Srinath Prahlad
- Country (sports): India
- Born: 8 January 1973 (age 52)
- Height: 1.85 m (6 ft 1 in)
- Turned pro: 1997
- Plays: Right-handed
- Prize money: $42,470

Singles
- Career record: 0–5
- Career titles: 0
- Highest ranking: No. 310 (25 October 1999)

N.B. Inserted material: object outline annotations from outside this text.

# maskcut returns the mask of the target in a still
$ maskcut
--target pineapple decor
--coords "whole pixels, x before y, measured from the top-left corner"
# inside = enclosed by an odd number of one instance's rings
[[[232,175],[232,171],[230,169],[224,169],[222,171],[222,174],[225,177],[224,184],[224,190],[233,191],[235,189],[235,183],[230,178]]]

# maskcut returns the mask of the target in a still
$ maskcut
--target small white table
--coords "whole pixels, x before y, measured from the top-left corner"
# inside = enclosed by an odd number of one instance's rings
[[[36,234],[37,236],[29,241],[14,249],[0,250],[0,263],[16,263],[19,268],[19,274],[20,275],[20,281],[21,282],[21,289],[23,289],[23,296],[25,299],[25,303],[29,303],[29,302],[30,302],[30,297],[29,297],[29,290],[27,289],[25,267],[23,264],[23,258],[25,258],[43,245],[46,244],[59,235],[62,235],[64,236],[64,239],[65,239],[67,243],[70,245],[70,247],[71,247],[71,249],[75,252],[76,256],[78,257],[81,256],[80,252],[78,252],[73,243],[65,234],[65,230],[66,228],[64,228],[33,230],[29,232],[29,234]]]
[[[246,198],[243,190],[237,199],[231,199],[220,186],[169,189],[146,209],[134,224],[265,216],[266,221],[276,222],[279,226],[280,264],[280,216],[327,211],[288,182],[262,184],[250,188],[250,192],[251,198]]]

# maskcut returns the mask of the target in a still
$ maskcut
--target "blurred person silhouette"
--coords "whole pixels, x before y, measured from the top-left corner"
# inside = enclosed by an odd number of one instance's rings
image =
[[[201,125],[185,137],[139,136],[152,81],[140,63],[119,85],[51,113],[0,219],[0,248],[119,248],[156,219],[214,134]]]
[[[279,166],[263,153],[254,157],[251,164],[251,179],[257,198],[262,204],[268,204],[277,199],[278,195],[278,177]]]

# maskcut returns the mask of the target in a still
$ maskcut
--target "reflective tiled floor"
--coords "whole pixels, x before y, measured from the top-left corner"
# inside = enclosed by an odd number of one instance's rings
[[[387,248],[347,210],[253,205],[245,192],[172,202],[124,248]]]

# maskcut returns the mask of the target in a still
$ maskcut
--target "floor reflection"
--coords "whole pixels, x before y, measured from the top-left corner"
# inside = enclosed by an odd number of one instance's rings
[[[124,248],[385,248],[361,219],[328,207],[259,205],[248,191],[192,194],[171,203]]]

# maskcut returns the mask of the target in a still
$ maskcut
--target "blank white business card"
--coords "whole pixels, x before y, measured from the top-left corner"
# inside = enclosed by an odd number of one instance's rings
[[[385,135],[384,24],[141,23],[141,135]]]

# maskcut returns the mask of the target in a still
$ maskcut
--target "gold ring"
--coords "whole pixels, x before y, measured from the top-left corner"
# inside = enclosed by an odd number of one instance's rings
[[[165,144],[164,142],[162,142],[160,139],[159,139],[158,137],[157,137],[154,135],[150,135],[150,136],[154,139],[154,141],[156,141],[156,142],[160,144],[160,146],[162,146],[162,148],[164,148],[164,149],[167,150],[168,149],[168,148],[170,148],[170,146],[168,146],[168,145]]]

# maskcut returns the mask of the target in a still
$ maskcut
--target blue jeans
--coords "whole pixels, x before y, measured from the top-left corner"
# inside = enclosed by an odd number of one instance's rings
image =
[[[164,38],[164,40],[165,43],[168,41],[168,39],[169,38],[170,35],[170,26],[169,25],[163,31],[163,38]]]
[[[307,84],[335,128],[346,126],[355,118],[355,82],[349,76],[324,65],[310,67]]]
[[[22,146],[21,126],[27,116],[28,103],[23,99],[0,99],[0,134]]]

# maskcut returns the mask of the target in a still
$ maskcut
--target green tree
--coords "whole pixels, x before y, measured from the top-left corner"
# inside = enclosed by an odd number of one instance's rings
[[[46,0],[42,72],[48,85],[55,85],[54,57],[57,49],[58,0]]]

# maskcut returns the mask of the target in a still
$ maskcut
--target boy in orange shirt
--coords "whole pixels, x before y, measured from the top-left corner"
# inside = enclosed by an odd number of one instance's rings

Grand Slam singles results
- Australian Open: -
- French Open: -
- Wimbledon: -
- US Open: -

Doubles
- Career record: 4–4
- Career titles: 0
- Highest ranking: No. 223 (21 February 2000)

Medal record
Representing India
Asian Games
| Bronze medal – third place | 1998 Bangkok | Singles |
| Bronze medal – third place | 1998 Bangkok | Team |

= Srinath Prahlad =

Indian tennis player

Srinath Prahlad (born 8 January 1973) is an Indian former tennis player. He won two bronze medals at the 1998 Asian Games and competed in the Davis Cup. He reached one ATP doubles final partnering fellow Indian Saurav Panja at the 2000 Chennai Open but lost 7–5, 6–1 to Julien Boutter and Christophe Rochus. He started an academy named SAT Sports at Bangalore.